While in the alphabetic mode, activating the [0] zero sensor produces a “ ” space.

While in the alphabetic mode, activating the [0] zero sensor twice produces a Tab function or Enter function.

Referring to the preferred keypad labeling embodiment illustrated in FIG. 2 and the preferred keypad labeling embodiment for a refreshable display device illustrated in FIG. 5, activating the preferred [#] pound labeled sensor followed by the preferred [*] asterisk labeled sensor enters a punctuation / symbol mode. Activating one of the [1] one through [9] nine sensors or the [0] sensor, while in the punctuation / symbol mode produces a first left data character (punctuation mark or symbol), activating the preferred [*] asterisk sensor a second time followed by the activation of one of the [1] one through [9] nine sensors or the [0] sensor, while in the second punctuation / symbol mode produces a second middle data character (punctuation mark or symbol), activating the preferred [*] asterisk sensor a third time followed by the activation of one of the [1] one through [9] nine sensors or the [0] sensor, while in the third punctuation / symbol mode produces a third right data character (punctuation mark or symbol), activating the preferred [*] asterisk sensor a fourth time followed by the activation of one of the [1] one through [9] nine sensors or the [0] sensor, while in the punctuation / symbol mode produces a first left data character (punctuation mark or symbol) or a fourth data character (punctuation mark or symbol), etc.

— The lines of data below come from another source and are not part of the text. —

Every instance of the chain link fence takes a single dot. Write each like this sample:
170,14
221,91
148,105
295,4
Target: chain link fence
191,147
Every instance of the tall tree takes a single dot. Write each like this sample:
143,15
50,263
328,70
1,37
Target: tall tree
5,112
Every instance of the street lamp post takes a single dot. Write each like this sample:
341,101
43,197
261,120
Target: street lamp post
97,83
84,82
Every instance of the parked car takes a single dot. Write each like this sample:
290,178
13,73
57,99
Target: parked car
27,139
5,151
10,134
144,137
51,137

Referring to the preferred keypad labeling embodiment for a refreshable display device illustrated in FIG. 6, activating the preferred right [#] pound sensor followed by the activation of the preferred left [*] asterisk sensor, while in the alphabetic mode, produces the preferred “?” question mark followed by a space when the [1] sensor is activated, the preferred “,” comma followed by a space when the [2] sensor is activated, the preferred “!” exclamation mark followed by a space when the [3] sensor is activated, the preferred “\” backslash when the [4] sensor is activated, the preferred “ ‘ ” apostrophe when the [5] sensor is activated, the preferred “/” slash when the [6] sensor is activated, the preferred “(” left parenthesis when the [7] sensor is activated, the preferred “;” semicolon followed by a space when the [8] sensor is activated, the preferred “)” right parenthesis when the [9] sensor is activated and the preferred “:” colon followed by a space when the [0] sensor is activated.

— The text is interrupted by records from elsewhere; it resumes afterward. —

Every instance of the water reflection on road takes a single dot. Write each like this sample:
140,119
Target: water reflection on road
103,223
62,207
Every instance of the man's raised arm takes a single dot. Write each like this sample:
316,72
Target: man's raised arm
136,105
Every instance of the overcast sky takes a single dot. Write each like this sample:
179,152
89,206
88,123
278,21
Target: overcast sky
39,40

Referring to the preferred keypad labeling embodiment for a refreshable display device illustrated in FIG. 7, activating the preferred right [#] pound sensor followed by the activation of the preferred left [*] asterisk sensor two times, while in the alphabetic mode, produces the preferred “~” tilde when the [1] sensor is activated, the preferred “@” at symbol when the [2] sensor is activated, the preferred “#” number sign when the [3] sensor is activated, the preferred “ “ ” left quote when the [4] sensor is activated, the preferred “%” percent sign when the [5] sensor is activated, the preferred “ ” ” right quote when the [6] sensor is activated, the preferred “[” left bracket when the [7] sensor is activated, the preferred “*” asterisk when the [8] sensor is activated, the preferred “]” right bracket when the [9] sensor is activated and the preferred “&” ampersand when the [0] sensor is activated.

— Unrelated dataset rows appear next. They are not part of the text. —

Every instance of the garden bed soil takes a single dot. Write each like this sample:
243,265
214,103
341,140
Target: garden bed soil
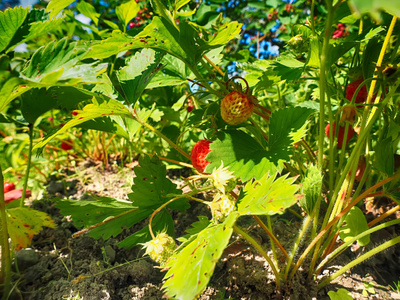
61,267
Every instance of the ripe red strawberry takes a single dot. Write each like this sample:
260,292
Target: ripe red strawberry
66,145
198,155
8,186
340,137
236,108
362,93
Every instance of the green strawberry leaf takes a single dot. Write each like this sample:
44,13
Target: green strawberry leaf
288,68
160,9
373,7
287,127
226,32
268,196
11,20
36,24
162,222
174,72
244,156
100,107
127,11
159,35
55,6
151,187
8,82
190,269
36,102
58,63
89,11
341,294
108,124
138,72
110,214
355,223
197,227
23,223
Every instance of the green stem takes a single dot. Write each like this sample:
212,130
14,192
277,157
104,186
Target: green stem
345,245
258,247
333,222
171,143
274,240
323,82
5,271
28,166
358,260
304,228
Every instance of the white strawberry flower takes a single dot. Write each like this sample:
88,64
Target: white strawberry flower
223,179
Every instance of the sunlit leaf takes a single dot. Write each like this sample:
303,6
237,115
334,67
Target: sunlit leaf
10,21
162,222
36,102
287,126
244,156
190,270
340,294
159,35
23,223
99,108
268,196
138,72
127,11
374,7
55,6
86,213
355,223
58,63
89,11
288,68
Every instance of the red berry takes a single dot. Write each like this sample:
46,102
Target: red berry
189,108
66,145
362,93
198,155
8,186
341,132
236,108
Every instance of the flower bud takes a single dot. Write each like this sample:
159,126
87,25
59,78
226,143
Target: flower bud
221,207
160,248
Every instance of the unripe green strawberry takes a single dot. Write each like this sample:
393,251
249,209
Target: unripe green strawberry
161,248
223,179
362,93
298,44
221,207
341,132
198,155
236,108
9,186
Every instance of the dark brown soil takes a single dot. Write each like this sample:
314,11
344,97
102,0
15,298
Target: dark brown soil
84,268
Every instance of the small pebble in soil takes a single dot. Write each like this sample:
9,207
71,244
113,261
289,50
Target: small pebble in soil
26,258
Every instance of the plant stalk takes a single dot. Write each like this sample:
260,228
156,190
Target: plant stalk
28,166
358,260
5,271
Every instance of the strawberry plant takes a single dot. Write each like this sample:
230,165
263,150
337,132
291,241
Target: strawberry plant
270,136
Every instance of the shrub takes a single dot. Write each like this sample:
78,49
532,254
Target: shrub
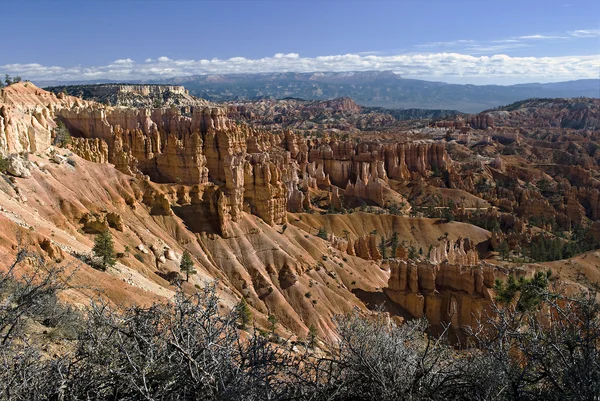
104,248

Referring to the preferred keypad labeling embodiment for a refreshable display device illustrated in FIG. 8, activating the preferred right [#] pound sensor followed by the activation of the preferred left [*] asterisk sensor three times, while in the alphabetic mode, produces the preferred “|” vertical line when the [1] sensor is activated, the preferred “^” caret when the [2] sensor is activated, the preferred “$” dollar sign when the [3] sensor is activated, the preferred “<” less than when the [4] sensor is activated, the preferred “_” underscore when the [5] sensor is activated, the preferred “>” greater than when the [6] sensor is activated, the preferred “{” left brace when the [7] sensor is activated, the preferred “=” equals when the [8] sensor is activated, the preferred “}” right brace when the [9] sensor is activated and the preferred “+” plus sign when the [0] sensor is activated.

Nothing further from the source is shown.